İttifaklar iki türlü olur. İlki, iki veya daha çok ülkenin belli bir dönem boyunca, ortak bir tehdidi ortadan kaldırmaya dönük olarak bir araya geldikleri birlikteliklerdir. Umumiyetle savaşlar esnasında kurulan ittifaklar böyledir. İkincisi ise ortak siyasi, ekonomik ve askerî amaçlar için tesis edilen ittifaklardır. NATO bu ikinci tür ittifaklar için verilebilecek en “başarılı” örnektir. İkinci Dünya Savaşı ertesinden bugüne, Türkiye ile ABD arasındaki müttefiklik ilişkisi sadece NATO bünyesinde işlev gören bir etkileşim olmanın ötesine geçmiş, taraflar arasında yapılan çok sayıda anlaşmayla NATO görevlerinin ve teşkilatın coğrafi alanının dışında da işleyen çok yönlü bir iş birliği mekanizması oluşturulmuştur. Buna stratejik ittifak yakıştırması bile yapılmıştı.
Bugün Türkiye’nin ABD ile, hem NATO içindeki hem de ikili düzeydeki ittifak ilişkisi çatırdamaktadır.
Çünkü ittifak, ortak tehdit algısına dayanır. Türkiye’nin tehdit olarak algıladığı teröristleri ABD beslemektedir.

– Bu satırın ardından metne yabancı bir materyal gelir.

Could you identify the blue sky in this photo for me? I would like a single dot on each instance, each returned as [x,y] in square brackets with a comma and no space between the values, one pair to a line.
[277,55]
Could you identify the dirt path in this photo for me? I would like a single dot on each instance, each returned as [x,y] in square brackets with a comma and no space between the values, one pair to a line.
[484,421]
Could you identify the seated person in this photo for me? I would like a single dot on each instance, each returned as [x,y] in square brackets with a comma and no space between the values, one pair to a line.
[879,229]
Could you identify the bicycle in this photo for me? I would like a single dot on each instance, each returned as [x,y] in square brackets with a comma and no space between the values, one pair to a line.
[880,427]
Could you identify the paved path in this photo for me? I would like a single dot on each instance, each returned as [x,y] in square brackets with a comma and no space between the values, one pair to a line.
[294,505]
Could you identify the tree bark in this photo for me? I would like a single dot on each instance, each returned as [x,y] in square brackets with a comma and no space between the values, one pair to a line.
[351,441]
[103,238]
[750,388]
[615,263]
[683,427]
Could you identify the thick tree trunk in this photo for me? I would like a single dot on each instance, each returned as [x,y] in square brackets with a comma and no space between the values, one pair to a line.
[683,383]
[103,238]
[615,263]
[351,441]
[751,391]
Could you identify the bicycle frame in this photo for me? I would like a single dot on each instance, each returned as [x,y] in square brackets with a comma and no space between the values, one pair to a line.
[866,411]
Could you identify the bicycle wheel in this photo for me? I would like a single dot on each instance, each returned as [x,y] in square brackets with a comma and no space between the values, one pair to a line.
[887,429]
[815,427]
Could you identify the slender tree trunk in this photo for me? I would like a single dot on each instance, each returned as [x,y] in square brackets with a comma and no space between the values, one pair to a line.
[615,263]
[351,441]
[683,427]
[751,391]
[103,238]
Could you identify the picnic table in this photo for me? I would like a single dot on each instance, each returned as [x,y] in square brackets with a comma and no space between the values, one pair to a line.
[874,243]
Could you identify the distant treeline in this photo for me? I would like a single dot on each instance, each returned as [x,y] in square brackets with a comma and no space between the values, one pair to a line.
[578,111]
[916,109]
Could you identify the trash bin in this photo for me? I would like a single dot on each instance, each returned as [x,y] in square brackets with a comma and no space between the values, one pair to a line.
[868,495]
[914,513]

Çünkü ittifak, karşılıklı güvene dayanır. ABD geziden, FETÖ’ye ve PYD’ye kadar yaptıklarıyla Türkiye’de kendine olan güveni sıfırlamıştır.
Çünkü ittifak, müttefiklerin birbirlerine isteyerek zarar vermeyecekleri ön kabulüne dayanır. ABD Türkiye’ye taammüden zarar vermektedir. DEAŞ Suriye’den temizlenmesine rağmen ABD ile PYD/YPG teröristleri arasındaki iş birliği devam etmektedir.
Çünkü ittifak, müttefikinin görüşünü almadan onunla ilgili bir konuda adım atmamayı gerektirir. Washington Ankara’yla en ufak bir görüş alışverişi ihtiyacı duymadan Suriye’nin kuzeyinde bir “ordu” kurmaya girişmiştir.
Tabloda zerre kadar belirsizlik bulunmuyor. ABD yönetimi bilerek ve isteyerek Türk-Amerikan ittifakının köküne kibrit suyu döküyor.